SAME MESSAGES, DIFFERENT METHODS

Past or present, Pass notes that anti-vaccination supporters typically rely on different forms of media to spread their messages – he describes pamphlets as the Twitter accounts of the early 20th century, for example. Not only are both relatively cheap to produce, but there’s also little moderation in terms of what’s published.

The Center for Countering Digital Hateis a non-profit organization studying the spread of COVID-19 misinformation online, with offices in London and Washington, D.C. According to its founder and CEO Imran Ahmed, anti-vaxxer groups are some of the most advanced users of social media and modern communication platforms today. A recent report by the CCDH found these groups have more than 60 million followers across Facebook, Twitter, Instagram and YouTube.

“Social media has given these people an unprecedented megaphone to access billions of people and to benefit from algorithmic amplification – it’s kind of a dream come true,” said Ahmed in a phone interview.
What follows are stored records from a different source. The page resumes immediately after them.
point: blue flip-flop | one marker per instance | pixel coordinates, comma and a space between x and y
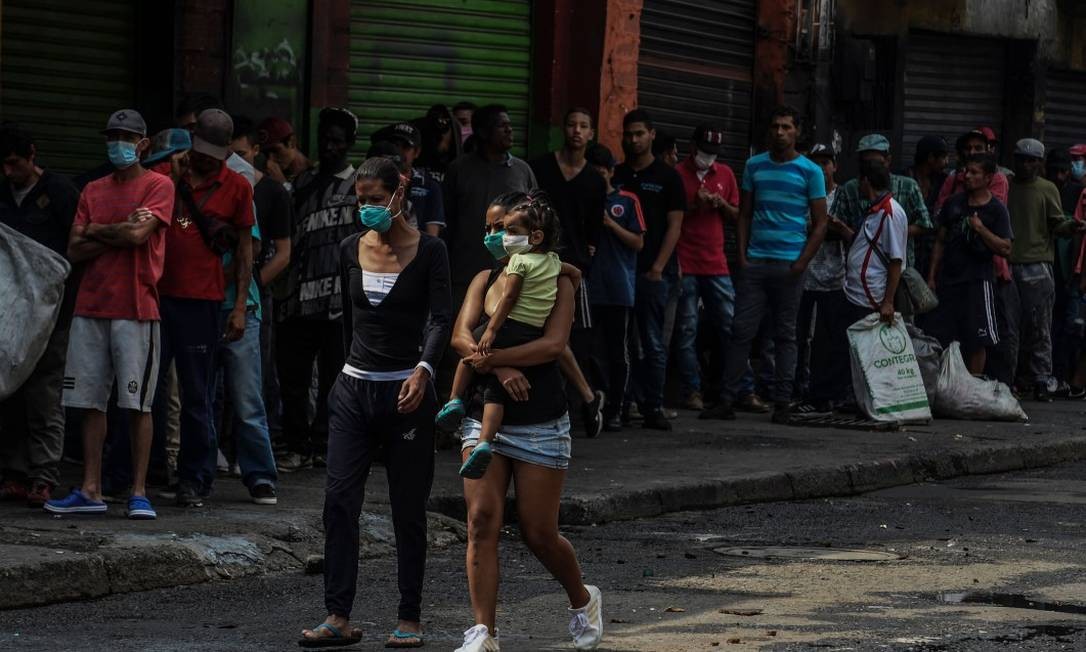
450, 417
336, 640
476, 465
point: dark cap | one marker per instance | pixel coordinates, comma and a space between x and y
708, 139
598, 154
213, 134
274, 129
126, 120
402, 132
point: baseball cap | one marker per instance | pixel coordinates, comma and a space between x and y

What makes today’s anti-vaccination movement especially unique is that supporters are easily able to make money from the content they share, said Ahmed. He points to social media users selling supplements they claim will protect against COVID-19, as well as access to websites and books with special knowledge on the virus. Ahmed’s organization estimates that the anti-vaxx industry could be worth up to $1.1 billion in annual revenue to social media platforms.

“Social media has allowed the creation of a business model in which the undermining of faith in these vital therapies is actually monetizable,” he said. “This is the development of a new industry of people who have monetized vaccine hesitancy.”

The spread of COVID-19 misinformation on social media continues to be a huge concern, explains Ahmed. An experiment conducted by the CCDH earlier this year revealed that out of more than 800 COVID-related social media posts reported for violating site policies around misinformation, just 12 per cent were marked with warnings or completely taken down.

“If there are no consequences for the spread of misinformation that might kill people, then they’ll keep doing it,” said Ahmed.

FIGHTING MISINFORMATION IN THE ERA OF COVID

Combatting misinformation is tough but especially important during a pandemic, said MacDougall. Another strategy for protecting against COVID-19 misinformation is seeking out peer support. One resource she points to is I Boost Immunity, a non-profit health initiative created by the Public Health Association of British Columbia. The site combats vaccine misinformation by encouraging users to share their personal stories on getting immunized and why it’s important.

“People listen to their family and friends,” she said. “Posting selfies after you’ve had your shot, or buttons or T-shirts, any visible symbols that show you support immunization, that influences people.”

If you have questions, Pass suggests sticking with official health websites like the Public Health Agency of Canada, as well as this infographic on how to spot fake news regarding COVID-19 from the International Federation of Library Associations and Institutions. He also recommends speaking to experts you trust and checking the credentials of anyone providing medical information.

“There’s no new thing under the sun,” he said. “We have been through pandemics and we have, as a species, survived those pandemics, and part of the way we have done that is through science and through our own ingenuity.”

“To see that those arguments were laughable in the 1920s, better equips us to combat them today.”